J. Patrick Sutton Cases & Issues Blog

Architectural Control Committee Swagger

I've seen it over and over in my HOA practice over the past 9 years: HOA architectural control committees that run amok and terrorize subdivisions by substituting their judgment for that of homeowners in even the most trivial of design and construction matters. Most horrifying are the icy building-plan-rejection letters in which the ACC (or a member thereof) assumes the tone of autocrat, dismissing the homeowner's proposals summarily and ordaining a list of things the ACC requires. It is, frankly, scary — but then, I chose not to live in an HOA. As will be seen, however, even avoiding living in an HOA doesn't insulate a homeowner from those who live to pass judgment on others.

As I've seen countless times, HOA's and their committees — and indeed the whole HOA Industrial Complex — treat individual homeowners like inconveniences and impositions, impediments to the smooth functioning of HOA's. If only there weren't human beings in this place, everything would be fine. I've watched as ACC members stride blithely and supremely upon another owner's land and dictate building and landscaping requirements as though the property were their own.

A few months ago, I ran into an ACC chairman from a subdivision one of my clients had sued several years before. I remembered his face but couldn't place him until he began spouting his theory of HOA ACC authority: "These homeowners," he said in frustration, "act as if they have some say in the matter. They don't seem to understand the kind of power the ACC has." He proceeded to tell me how he puts these upstart owners in their place when they nag and complain about ACC rejection of their building plans or ACC notices of violation for offending shrubbery. It was yet another depressing validation of what I've seen in so many lawsuits, mediations, site visits, and depositions: a certain number of people have a compelling need to control the lives and property of others, and these people go out of the way to put themselves in positions to do just that. ACC's, of which there are many hundreds or thousands in Texas alone, are the perfect vehicle for terrible people to terrorize others in a legally sanctioned way.

Texas law does restrain architectural control committees by forbidding "arbitrary and capricious" decisions, and homeowners occasionally win legal challenges on that basis. But it remains true that many deed restrictions grant ACC's very broad powers, and there seems to be an inexhaustible supply of people willing to exercise that power to the utmost.

In theory, it is true that people buy homes in HOA's with notice of what is in the deed restrictions. In practice, however, real estate agents and title companies don't emphasize for buyers what those long HOA declarations really mean. Nor do most people understand the HOA governance problems that allow a few homeowners to concentrate and maintain power over the HOA board and the ACC. Often, by the time I am called, a group of control freaks are already entrenched, and the process of addressing that requires thousands of dollars in legal fees. For many people who come to see me, the only real option under these circumstances is to sell and get out — just what the types of people who want to control ACC's want.

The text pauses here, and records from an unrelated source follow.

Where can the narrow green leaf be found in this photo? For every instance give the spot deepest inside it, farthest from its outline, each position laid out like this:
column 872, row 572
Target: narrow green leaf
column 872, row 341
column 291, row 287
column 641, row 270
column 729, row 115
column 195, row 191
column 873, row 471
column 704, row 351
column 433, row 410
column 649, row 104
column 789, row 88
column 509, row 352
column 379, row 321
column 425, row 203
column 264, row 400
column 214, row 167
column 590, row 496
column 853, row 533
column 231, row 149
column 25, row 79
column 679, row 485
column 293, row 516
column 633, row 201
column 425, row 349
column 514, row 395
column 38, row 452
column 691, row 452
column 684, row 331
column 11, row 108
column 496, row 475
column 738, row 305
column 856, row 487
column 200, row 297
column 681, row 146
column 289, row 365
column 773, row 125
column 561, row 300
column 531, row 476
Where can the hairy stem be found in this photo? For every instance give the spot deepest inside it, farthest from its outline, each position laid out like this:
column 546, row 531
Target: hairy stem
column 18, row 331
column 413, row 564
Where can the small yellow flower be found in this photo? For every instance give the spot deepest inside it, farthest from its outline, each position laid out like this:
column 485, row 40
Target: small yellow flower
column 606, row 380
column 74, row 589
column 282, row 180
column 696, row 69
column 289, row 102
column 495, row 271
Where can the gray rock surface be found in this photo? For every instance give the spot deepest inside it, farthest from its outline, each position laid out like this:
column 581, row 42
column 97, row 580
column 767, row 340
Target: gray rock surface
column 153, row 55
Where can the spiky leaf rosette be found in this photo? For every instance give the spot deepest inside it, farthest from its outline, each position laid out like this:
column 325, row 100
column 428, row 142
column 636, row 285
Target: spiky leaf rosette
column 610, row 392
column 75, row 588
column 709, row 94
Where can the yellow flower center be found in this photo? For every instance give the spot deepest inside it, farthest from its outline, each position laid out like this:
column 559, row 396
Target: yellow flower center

In my own, in-town old neighborhood, there is no HOA or ACC, but that has never stopped a small group of homeowners — the very same personality types that seize HOA's to feed their strange inner need to control the lives of others — from bullying other property owners and generating no end of expense and ill-will. And because they have a slush fund in the form of a non-profit entity that owns some of the local properties that it holds out for rent, they use their time, organization, and money to intimidate anyone who doesn't kow-tow to their arbitrary, unenforceable "design guidelines." I myself had to fight these people myself for the right to build my own home on my own, completely unrestricted land, a fight that cost me thousands of dollars and an appeal all the way to the Austin City Council back in 2006. Even after I won a unanimous Council vote to build my home just as designed, these ACC-busybody-control-freak types didn't stop — they continued with petitions, flyers, and letters to the City Council, and even kept watch over my construction with drive-bys and unauthorized entries onto my site. To this day, they continue these efforts in the neighborhood, going all-out to prevent my long-time next door neighbor from building her own dream home, though yet again failing and doing nothing more than generating ill-will.

I have a theory that 5-10% of all people are willing, if given the slightest chance, to assert control over the remaining 90-95%. That small but significant percentage of people creates no end of conflict and pain in neighborhoods of all kinds, but particularly in HOA's, and even more particularly in HOA's with ACC's. It is that legal sanction and haven for such people that the "buyer beware" rule does not sufficiently account for. The law gives these people an opening to enact their petty cruelties on others.

A small percentage of people, given half a chance, destroy communities and create petty tyrannies. The HOA Industrial Complex ensures that this situation remains the status quo since it protects the powerful, influential law firms and property managers that are the real power behind the petty thrones.